Namen geben

M. Ward: Migration Stories

Nennen wir es das Auto-Quartett-Gen: Männer haben bei Musik viel Drang, ihr Wissen anzubringen, dass es protzt wie die Karren auf den Karten. Frauen halten sich eher zurück, geduldig, gleichgültig oder genervt. Aber was gab es da schon Streit. Dabei spielt Wissen hier keine Rolle, es geht um einfinden. Allerdings ist das Droppen von Namen bei M. Ward nur schwerlich zu vermeiden. Umfeld und Kontexte verraten viel über den Gitarristen und Sänger aus Oregon. So sind auf seinem zehnten Album Migration Stories etwa Tim Kingsbury und Richard Reed Parry von Arcade Fire dabei. Er gehörte zu den Monsters of Folk, neben Conor Oberst, Jim James (von My Morning Jacket) und Mike Mogis (von Bright Eyes), mit denen er auch sonst immer wieder spielte; oder, um eben nur einige Namen zu nennen, auf einem Album der umwerfenden Country Noir-Lady Neko Case.

Hier sind also Fährten aufzunehmen. Und M. Ward, den Howe Gelb (von Giant Sand) einst förderte, liegt mit seinen Alben ungefähr hier: „A musical wanderer‘s dusty, train-hopping tour through folk, blues and country“. Seine sanfte, teils rauchrauhe Stimme, Analogsound mit LoFi-Patina, starkes Gitarrenspiel und Songwriting ergeben eine Anmutung von irgendwo zwischen Elvis, Beatles und jetzt. Die elf Songs von Migration Stories taugen als Einstieg ebenso gut wie ältere, auch wenn sie zuerst glatter wirken. Von Zug zu Zug springt M. Ward stil- und zielsicher nach wie vor, hier nun zu Geschichten über Migration, das Hin- und Wegbewegen, Wandern. Was eben Menschen tun. Oder Schmerzen. Tiere ziehen. Seine Migration Stories indes sind durchweg vielmehr Meditation und traumhafte Verdichtung als Story, auch wenn er beim Cover von Along the Santa Fe Trail zu sattem tiefem Twang an seinen in den 1930ern aus Durango immigrierten Großvater dachte, wie er sagt. Zur faszinierenden Gitarre, oft in experimenteller Stimmung, gelingen ihm durchweg filigrane, nie massive Schüttbilder mit zarten Farbläufen, in denen der Text öffnende Querlinien zieht. Das Große und Kleine, Raum, Zeit, Leben und Tod fächern zur Spielwiese auf, die er eingängig leicht mit Ernst und Tiefe, aber ohne zu fordern durchschreitet.
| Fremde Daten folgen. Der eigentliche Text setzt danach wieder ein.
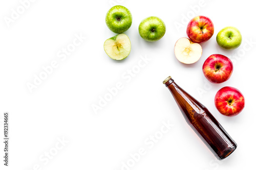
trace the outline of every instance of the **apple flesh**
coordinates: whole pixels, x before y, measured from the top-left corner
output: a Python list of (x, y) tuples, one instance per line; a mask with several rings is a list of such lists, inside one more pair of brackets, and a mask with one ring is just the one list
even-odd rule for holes
[(129, 37), (124, 34), (119, 34), (107, 39), (104, 43), (104, 50), (112, 59), (121, 60), (126, 58), (131, 49)]
[(151, 16), (144, 19), (139, 26), (140, 36), (147, 41), (160, 40), (164, 35), (165, 31), (164, 22), (156, 16)]
[(220, 89), (215, 98), (215, 106), (223, 115), (234, 116), (244, 108), (244, 95), (238, 89), (226, 86)]
[(204, 76), (212, 83), (221, 83), (227, 81), (232, 71), (232, 61), (221, 54), (210, 55), (203, 64)]
[(208, 41), (214, 35), (214, 23), (207, 17), (198, 16), (187, 25), (187, 35), (193, 42), (201, 43)]
[(242, 35), (239, 30), (233, 27), (227, 27), (218, 33), (216, 41), (219, 45), (225, 49), (238, 47), (242, 43)]
[(106, 15), (106, 26), (115, 33), (122, 33), (127, 31), (131, 27), (132, 20), (131, 12), (121, 5), (113, 7)]
[(203, 49), (200, 44), (187, 38), (178, 40), (174, 47), (174, 53), (178, 60), (184, 64), (194, 63), (201, 58)]

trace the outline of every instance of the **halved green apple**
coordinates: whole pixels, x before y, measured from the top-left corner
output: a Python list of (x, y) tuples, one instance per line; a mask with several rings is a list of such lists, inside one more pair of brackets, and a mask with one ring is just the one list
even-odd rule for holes
[(195, 63), (201, 58), (202, 52), (200, 44), (187, 38), (179, 39), (174, 47), (174, 54), (177, 59), (184, 64)]
[(121, 60), (126, 58), (131, 49), (129, 37), (124, 34), (119, 34), (107, 39), (104, 43), (104, 50), (112, 59)]

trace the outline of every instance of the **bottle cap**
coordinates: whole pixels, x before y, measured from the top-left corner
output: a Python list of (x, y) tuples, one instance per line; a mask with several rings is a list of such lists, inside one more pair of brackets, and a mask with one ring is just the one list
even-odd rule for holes
[(165, 84), (167, 82), (168, 82), (170, 79), (172, 79), (172, 77), (169, 76), (167, 78), (165, 79), (163, 82), (163, 84)]

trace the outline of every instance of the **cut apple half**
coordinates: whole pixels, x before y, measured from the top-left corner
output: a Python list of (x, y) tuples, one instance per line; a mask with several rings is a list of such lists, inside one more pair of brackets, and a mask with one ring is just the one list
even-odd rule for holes
[(107, 39), (104, 43), (104, 50), (112, 59), (121, 60), (126, 58), (131, 49), (129, 37), (124, 34), (119, 34)]
[(200, 44), (193, 42), (187, 38), (179, 39), (174, 46), (175, 56), (184, 64), (192, 64), (198, 61), (202, 53), (203, 49)]

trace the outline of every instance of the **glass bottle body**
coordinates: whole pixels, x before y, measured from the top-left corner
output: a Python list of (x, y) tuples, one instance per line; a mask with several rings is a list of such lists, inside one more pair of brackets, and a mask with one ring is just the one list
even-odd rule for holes
[(237, 143), (204, 105), (178, 86), (172, 79), (165, 84), (188, 124), (217, 159), (223, 159), (236, 150)]

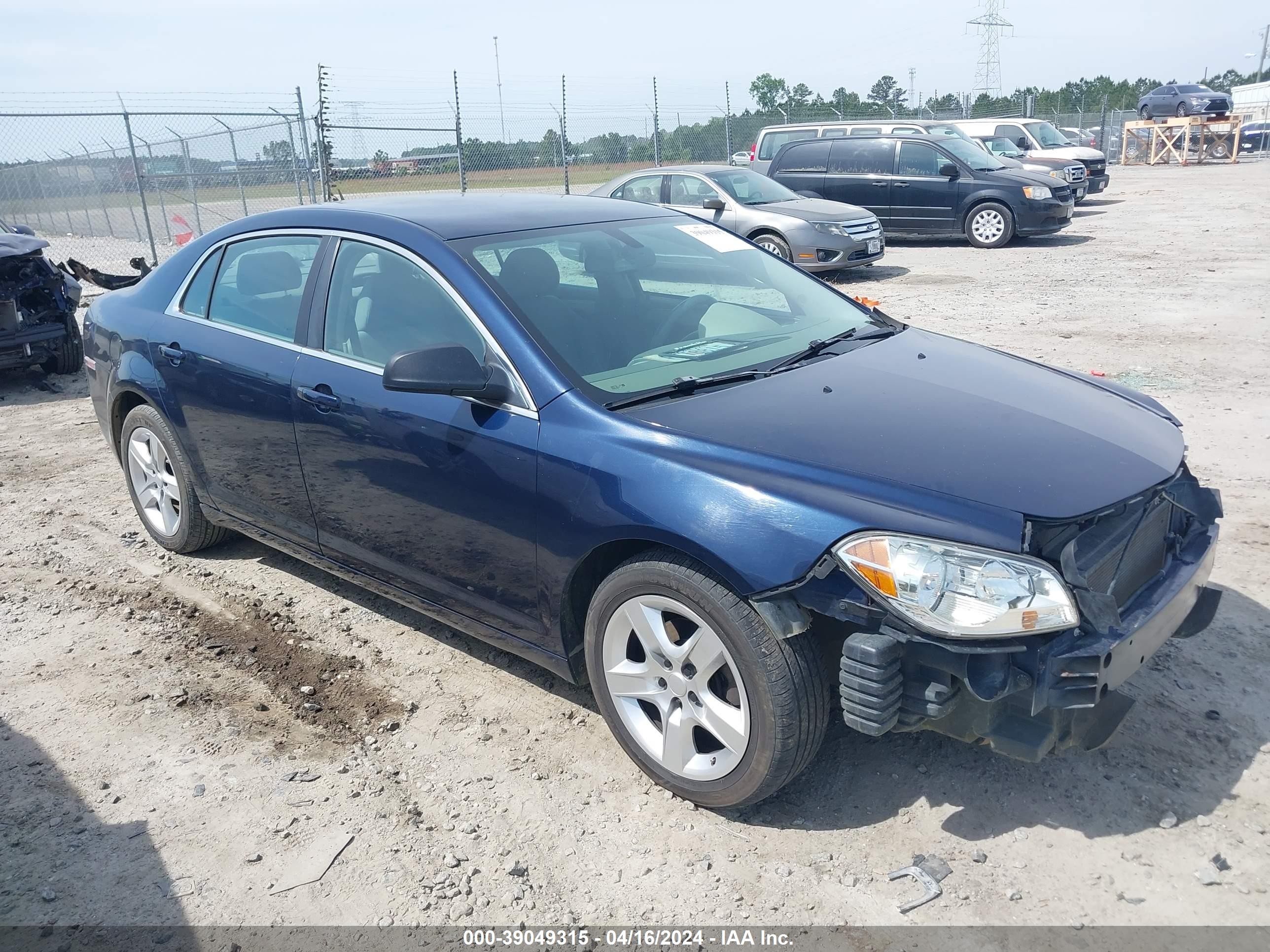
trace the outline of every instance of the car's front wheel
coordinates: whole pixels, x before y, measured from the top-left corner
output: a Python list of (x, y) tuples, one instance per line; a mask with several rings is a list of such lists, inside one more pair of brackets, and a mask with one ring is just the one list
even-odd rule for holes
[(649, 777), (706, 807), (771, 796), (815, 755), (829, 688), (810, 635), (671, 550), (635, 556), (587, 612), (587, 673), (610, 730)]
[(965, 236), (975, 248), (1001, 248), (1015, 234), (1015, 216), (999, 202), (984, 202), (965, 218)]
[(142, 404), (123, 420), (119, 456), (128, 495), (150, 538), (170, 552), (215, 546), (229, 531), (203, 515), (189, 463), (168, 420)]

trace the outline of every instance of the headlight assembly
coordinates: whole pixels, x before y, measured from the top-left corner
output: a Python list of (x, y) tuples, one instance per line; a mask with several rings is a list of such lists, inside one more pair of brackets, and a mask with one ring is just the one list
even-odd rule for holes
[(1076, 603), (1044, 562), (917, 536), (864, 533), (833, 556), (866, 590), (936, 635), (991, 638), (1072, 628)]

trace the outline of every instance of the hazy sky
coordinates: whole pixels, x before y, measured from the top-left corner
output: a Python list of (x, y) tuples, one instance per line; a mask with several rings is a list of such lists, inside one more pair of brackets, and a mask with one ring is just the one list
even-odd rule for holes
[[(907, 86), (912, 66), (926, 96), (969, 90), (979, 43), (965, 25), (977, 15), (974, 0), (822, 5), (819, 19), (804, 11), (790, 20), (785, 5), (770, 0), (8, 0), (4, 8), (0, 109), (94, 99), (108, 108), (114, 90), (133, 103), (155, 102), (145, 94), (192, 107), (255, 100), (230, 95), (244, 93), (273, 102), (297, 84), (311, 102), (319, 61), (331, 65), (340, 98), (371, 110), (403, 99), (441, 104), (452, 96), (453, 69), (476, 105), (495, 100), (497, 33), (512, 108), (559, 104), (559, 77), (568, 74), (579, 107), (650, 102), (657, 75), (663, 108), (721, 105), (728, 80), (739, 110), (752, 105), (749, 81), (765, 71), (828, 95), (839, 85), (864, 94), (883, 74)], [(1256, 56), (1245, 53), (1260, 53), (1270, 8), (1016, 0), (1002, 14), (1015, 24), (1001, 44), (1008, 91), (1100, 72), (1195, 80), (1205, 67), (1248, 71)], [(1201, 29), (1182, 25), (1196, 19)]]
Die Voraussetzungen für Psychedelik sind also gegeben, wobei sie teils gar Pop-Appeal haben. Coyote Mary’s Traveling Show etwa ist ein Slowburn-Cowboy-Shuffle mit ganz viel Wärme, Independent Man traumwilder Country-Dub mit Elektro-Beat, und das perlende Torch setzt mit der Zeile „Heart beats a rhythm to its own“ die Krone auf, bevor das Album mit dem Instrumental Rio Drone ganz bei sich schließt. Elf Songs, die dem Erstaunlichen Namen geben oder die Hauch sind, immer von A nach B. Sie sprechen an und aus. Atmen, haben Seele.